Mice were infected with F. hepatica 5 days prior or 3 days subsequent to infection with T. gondii. Mice infected with either F. hepatica alone or T. gondii alone were used as controls. Cytokine production of the Th1-associated cytokine IFN-γ (A, B) and the Th2-associated cytokines, IL-4 (C, D) and IL-5 (E, F) by spleen cells was assessed on days 10 and 14 post T. gondii infection (day 15 or 11 post F. hepatica infection respectively) by stimulation in vitro with ES antigen or T. gondii lysate. Cytokine concentrations represent mean±SE after subtraction of background control values with medium only for five mice (A, C, E) or eight mice (B, D, F) per group. a indicates groups where the values obtained were significantly different to values obtained for the T. gondii-only infected mice and b represents groups where the values obtained were significantly different to those obtained for the F. hepatica-only infected group (P<0.05, Mann-Whitney non-parametric test).

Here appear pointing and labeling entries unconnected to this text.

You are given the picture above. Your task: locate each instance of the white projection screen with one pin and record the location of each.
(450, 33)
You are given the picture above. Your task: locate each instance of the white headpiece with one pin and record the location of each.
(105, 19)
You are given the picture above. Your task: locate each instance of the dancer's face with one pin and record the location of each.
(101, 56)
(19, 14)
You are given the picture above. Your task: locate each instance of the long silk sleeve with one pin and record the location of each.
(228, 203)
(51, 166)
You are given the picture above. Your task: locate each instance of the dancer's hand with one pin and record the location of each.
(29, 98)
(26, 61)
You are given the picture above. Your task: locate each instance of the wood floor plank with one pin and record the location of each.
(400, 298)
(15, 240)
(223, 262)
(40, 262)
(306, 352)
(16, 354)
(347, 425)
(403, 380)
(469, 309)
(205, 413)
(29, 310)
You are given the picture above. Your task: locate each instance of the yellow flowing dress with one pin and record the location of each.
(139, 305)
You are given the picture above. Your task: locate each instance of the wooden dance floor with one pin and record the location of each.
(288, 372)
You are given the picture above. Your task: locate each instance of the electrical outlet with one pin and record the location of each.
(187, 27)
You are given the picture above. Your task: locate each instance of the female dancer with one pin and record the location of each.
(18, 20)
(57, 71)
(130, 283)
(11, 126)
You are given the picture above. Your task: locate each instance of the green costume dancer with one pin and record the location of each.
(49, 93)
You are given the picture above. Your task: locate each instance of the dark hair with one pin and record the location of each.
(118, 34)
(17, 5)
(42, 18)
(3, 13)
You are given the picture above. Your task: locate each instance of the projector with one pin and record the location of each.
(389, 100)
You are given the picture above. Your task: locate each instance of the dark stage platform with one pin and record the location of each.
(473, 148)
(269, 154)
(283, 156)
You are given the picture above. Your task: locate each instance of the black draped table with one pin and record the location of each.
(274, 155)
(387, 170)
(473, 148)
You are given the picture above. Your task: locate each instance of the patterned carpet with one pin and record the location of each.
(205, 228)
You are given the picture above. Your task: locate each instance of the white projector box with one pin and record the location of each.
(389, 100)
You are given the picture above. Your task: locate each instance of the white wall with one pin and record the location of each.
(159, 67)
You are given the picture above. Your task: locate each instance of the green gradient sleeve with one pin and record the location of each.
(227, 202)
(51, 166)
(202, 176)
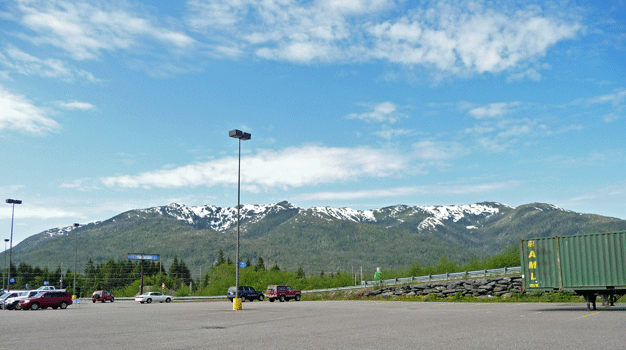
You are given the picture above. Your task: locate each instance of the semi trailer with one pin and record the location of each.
(589, 265)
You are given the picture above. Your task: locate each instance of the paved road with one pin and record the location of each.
(315, 325)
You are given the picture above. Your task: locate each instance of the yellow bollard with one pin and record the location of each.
(237, 304)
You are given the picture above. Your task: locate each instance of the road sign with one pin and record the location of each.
(132, 256)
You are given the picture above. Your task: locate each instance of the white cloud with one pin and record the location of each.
(85, 30)
(616, 98)
(493, 110)
(390, 133)
(380, 112)
(452, 36)
(412, 191)
(27, 211)
(435, 151)
(18, 113)
(23, 63)
(291, 167)
(83, 106)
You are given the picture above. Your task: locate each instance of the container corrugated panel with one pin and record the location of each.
(593, 261)
(540, 265)
(580, 262)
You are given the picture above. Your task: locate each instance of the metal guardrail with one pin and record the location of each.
(447, 276)
(366, 284)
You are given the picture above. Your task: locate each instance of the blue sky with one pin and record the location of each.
(108, 106)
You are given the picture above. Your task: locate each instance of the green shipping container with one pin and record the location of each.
(587, 264)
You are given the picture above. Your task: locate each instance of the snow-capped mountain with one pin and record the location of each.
(315, 237)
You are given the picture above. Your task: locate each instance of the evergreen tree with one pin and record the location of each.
(220, 258)
(174, 268)
(260, 265)
(300, 273)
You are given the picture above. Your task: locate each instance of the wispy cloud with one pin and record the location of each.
(379, 113)
(83, 106)
(291, 167)
(20, 62)
(411, 191)
(18, 113)
(493, 110)
(87, 30)
(451, 36)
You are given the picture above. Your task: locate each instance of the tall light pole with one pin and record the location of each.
(13, 202)
(238, 134)
(75, 255)
(6, 240)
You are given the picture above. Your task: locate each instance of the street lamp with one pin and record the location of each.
(13, 202)
(75, 254)
(6, 240)
(238, 134)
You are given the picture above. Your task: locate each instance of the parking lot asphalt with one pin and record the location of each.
(316, 325)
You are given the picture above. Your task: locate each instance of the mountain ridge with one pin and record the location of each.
(315, 238)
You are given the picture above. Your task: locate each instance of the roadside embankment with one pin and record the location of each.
(497, 286)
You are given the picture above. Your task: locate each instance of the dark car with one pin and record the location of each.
(43, 300)
(245, 293)
(282, 293)
(102, 295)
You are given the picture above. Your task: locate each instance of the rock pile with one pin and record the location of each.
(474, 288)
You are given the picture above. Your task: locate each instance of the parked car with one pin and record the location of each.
(149, 297)
(11, 294)
(54, 299)
(101, 295)
(282, 293)
(245, 293)
(13, 302)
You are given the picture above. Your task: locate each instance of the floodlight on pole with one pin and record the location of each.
(13, 202)
(6, 240)
(75, 255)
(240, 135)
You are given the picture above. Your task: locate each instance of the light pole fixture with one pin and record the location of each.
(238, 134)
(6, 240)
(13, 202)
(75, 255)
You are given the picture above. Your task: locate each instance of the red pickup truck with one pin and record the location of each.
(282, 293)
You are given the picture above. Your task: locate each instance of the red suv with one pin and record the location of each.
(53, 299)
(282, 293)
(101, 295)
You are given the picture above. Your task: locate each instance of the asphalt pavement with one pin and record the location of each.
(316, 325)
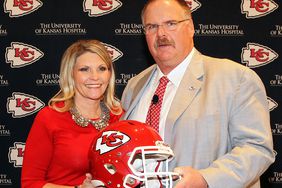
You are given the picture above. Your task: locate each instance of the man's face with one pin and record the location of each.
(168, 47)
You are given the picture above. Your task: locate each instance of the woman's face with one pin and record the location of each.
(91, 77)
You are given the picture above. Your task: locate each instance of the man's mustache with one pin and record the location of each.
(164, 42)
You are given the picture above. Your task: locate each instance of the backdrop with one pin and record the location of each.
(35, 33)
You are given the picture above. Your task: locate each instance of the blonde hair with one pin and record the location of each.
(66, 92)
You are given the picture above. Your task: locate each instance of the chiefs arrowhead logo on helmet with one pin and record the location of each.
(256, 55)
(128, 154)
(257, 8)
(97, 8)
(17, 8)
(21, 104)
(111, 140)
(20, 54)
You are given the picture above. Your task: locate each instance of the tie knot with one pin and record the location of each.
(164, 80)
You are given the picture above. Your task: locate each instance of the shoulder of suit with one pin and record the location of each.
(145, 72)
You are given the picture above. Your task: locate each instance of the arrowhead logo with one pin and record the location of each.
(257, 8)
(111, 140)
(272, 104)
(21, 105)
(20, 54)
(16, 153)
(113, 51)
(256, 55)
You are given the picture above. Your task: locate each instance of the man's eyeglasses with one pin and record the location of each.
(168, 26)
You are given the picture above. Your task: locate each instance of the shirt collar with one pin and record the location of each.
(175, 76)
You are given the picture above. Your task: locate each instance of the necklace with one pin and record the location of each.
(99, 124)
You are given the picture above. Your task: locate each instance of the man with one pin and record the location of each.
(214, 112)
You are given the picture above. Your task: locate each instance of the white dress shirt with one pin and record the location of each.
(175, 77)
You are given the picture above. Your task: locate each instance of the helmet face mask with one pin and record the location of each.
(130, 154)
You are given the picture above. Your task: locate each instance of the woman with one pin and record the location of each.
(56, 152)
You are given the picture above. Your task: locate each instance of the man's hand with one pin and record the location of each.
(87, 182)
(191, 178)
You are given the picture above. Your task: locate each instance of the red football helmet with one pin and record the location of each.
(130, 154)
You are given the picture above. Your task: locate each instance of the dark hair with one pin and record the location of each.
(182, 3)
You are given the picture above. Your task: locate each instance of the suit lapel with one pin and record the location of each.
(138, 90)
(188, 89)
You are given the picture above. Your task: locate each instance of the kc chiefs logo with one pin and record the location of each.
(193, 4)
(97, 8)
(256, 55)
(16, 154)
(17, 8)
(20, 54)
(113, 51)
(21, 104)
(257, 8)
(111, 140)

https://doi.org/10.1371/journal.pone.0005692.g005

T. gondii antigen did not stimulate production of T. gondii-specific IL-4 or IL-5 in splenocytes from any group of mice but stimulation with F. hepatica ES products resulted in the production of high levels of these cytokines in mice infected with F. hepatica alone. Most strikingly, production of F. hepatica-specific IL-4 and IL-5 was absent in mice concurrently infected with T. gondii and F. hepatica regardless of whether T. gondii was the first infecting organism (Fig. 5C, E) or the second (Fig. 5D, F).

The effects of T. gondii were also apparent when splenocytes were non-specifically stimulated. Thus, cytokine production in response to stimulation with PMA and anti-CD3ε showed a clear polarisation towards a Th1 response in co-infected mice, with a suppression of F. hepatica-driven Th2 responses in co-infected mice. Hence, there was no significant difference in the levels of IFN-γ produced by splenocytes from co-infected mice compared with T. gondii-infected mice (P>0.05; Fig. 6A) but levels of IL-4 and IL-5 secretion by splenocytes from co-infected mice were significantly lower than the levels from F. hepatica-infected mice (P<0.05; Fig. 6B,C). These results were reflected in sera of infected mice. Whilst not detectable in sera from uninfected or F. hepatica-only infected mice, IFN-γ levels in sera from co-infected mice (19.4+1.6 ng/ml, mean±S.E., n = 8 mice) were not different from T. gondii-only infected mice (20.6±3.7 ng/ml, n = 8). At the same time, IL-4 was not detectable in sera from uninfected mice, T. gondii-only or co-infected mice, but was readily detected in the sera of F. hepatica-only infected mice (31±10 pg/ml, n = 8). Likewise, IL-5 was not detected in sera from uninfected or T. gondii-only infected mice but was elevated in sera from F. hepatica-only infected mice (159.4±26.9 pg/ml, n = 8) and significantly lower (P<0.05) in co-infected mice (65.4±45.2 pg/ml, n = 8).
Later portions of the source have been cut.